Конечное и бесконечное

Вопрошание оказалось актом исполнения, в котором вопрошающий схватывает самого себя как субъект и другое как объект вопрошания, при этом обоих, однако, как нечто, которое «есть», т. е. как сущее, поскольку оно есть. Он исполняет, стало быть, самого себя и свое другое при формальном принятии во внимание бытия (sub ratione entis), т. е. при форме или формальном объекте бытия: я знаю, что я «еcмь» и хочу знать, что и как «есть» другое. Это есть, следовательно, событие в горизонте бытия, который оказался горизонтом безусловной, стало быть, неограниченной значимости. Лишь благодаря этому акт совершенно сознателен, знает себя в бытии и, следовательно, является духовным актом исполнения.

Отсюда следует, что таковому акту во взаимном обусловливании присущи конечность и бесконечность. Он есть конечный акт, ибо исполнение действия некоего конечного сущего никогда не могло бы преодолеть или снять границы своей сущности. Тем не менее духовный акт, уже акт вопрошания, тем более знания и, как еще будет показано, также стремления и воления, имеет некое бесконечное измерение, поскольку он сущностно требует безусловной значимости, положен в неограниченном горизонте бытия и поэтому открыт для всего бытия и простирается на него. Знание о бытии настолько обширно, насколько безгранична широта и полнота бытия. Дух как таковой исполняет себя из своей сущности в этом бесконечном горизонте. Однако как конечный дух он никогда не может адекватно достичь этого горизонта. Он, правда, сущностно предспроектирован, однако не адекватно наполнен и наполняем горизонтом знающе-незнающего простирания на бесконечность бытия. Это есть безусловное в обусловленном, которое оказывается теперь бесконечным в конечном; оно – наиболее внутренняя сущность конечного духа.

Эта бесконечность означает не актуальное обладание, а виртуальное простирание, следовательно – виртуальную бесконечность. В исполнении конечного духа она остается привязанной с актуальной конечностью, так как исполнение никогда не может достичь бесконечности горизонта, но в своем сущностном виде определено этим.

Кант придерживался лишь конечности человеческого познания, вследствие чего, однако, был утерян безусловный горизонт значимости. Познание, отнесенное к конечному субъекту, остается ограниченным явлением в сфере возможного опыта.

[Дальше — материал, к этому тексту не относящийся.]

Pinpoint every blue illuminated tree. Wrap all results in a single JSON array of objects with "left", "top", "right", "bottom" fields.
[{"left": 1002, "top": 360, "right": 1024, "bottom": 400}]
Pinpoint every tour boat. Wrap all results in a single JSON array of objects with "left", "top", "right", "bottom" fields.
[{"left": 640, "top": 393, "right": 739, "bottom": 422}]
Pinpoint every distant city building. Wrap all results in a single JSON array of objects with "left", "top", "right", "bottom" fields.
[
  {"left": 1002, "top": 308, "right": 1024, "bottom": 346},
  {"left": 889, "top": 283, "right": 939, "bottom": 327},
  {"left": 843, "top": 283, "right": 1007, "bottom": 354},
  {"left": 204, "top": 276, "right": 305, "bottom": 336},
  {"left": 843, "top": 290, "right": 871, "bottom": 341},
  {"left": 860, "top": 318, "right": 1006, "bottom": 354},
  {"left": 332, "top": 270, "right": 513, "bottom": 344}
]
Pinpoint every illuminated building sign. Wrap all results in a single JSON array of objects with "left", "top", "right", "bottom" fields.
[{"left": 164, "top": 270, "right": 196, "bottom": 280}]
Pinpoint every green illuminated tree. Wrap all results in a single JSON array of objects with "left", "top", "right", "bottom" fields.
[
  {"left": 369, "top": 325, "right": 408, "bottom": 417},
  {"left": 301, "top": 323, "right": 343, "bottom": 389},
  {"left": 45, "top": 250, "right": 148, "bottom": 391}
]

Идеализм, напротив, стремился снять самоограничение познания и вновь достичь безусловной значимости. Однако последняя – не от объекта (в силу значимости бытия сущего), а лишь от субъекта: если субъект полагается абсолютно, то объект, отнесенный к абсолютному субъекту, сам приобретает абсолютную значимость; так обстоит дело с абсолютным Я у Фихте и с абсолютным духом у Гегеля. Однако в силу этого конечный субъект снимается бесконечностью духа; он больше не есть «он сам», а есть «момент» осуществления и разворачивания абсолютного духа, который, увы, тем самым растворяется в «дурной бесконечности» (Гегель).

Новейшее же мышление многократно замыкается в конечности: это характерно для всякого позитивизма, философии существования, для М. Хайдеггера, тем более для Ж. П. Сартра и вслед за ними для некоторых представителей «модерного» или «постмодерного» мышления, частично утопающего в полнейшем нигилизме.

Оба желания – конечности, как и бесконечности – может удовлетворить понимание «актуальной конечности» при «виртуальной бесконечности» конечного духа.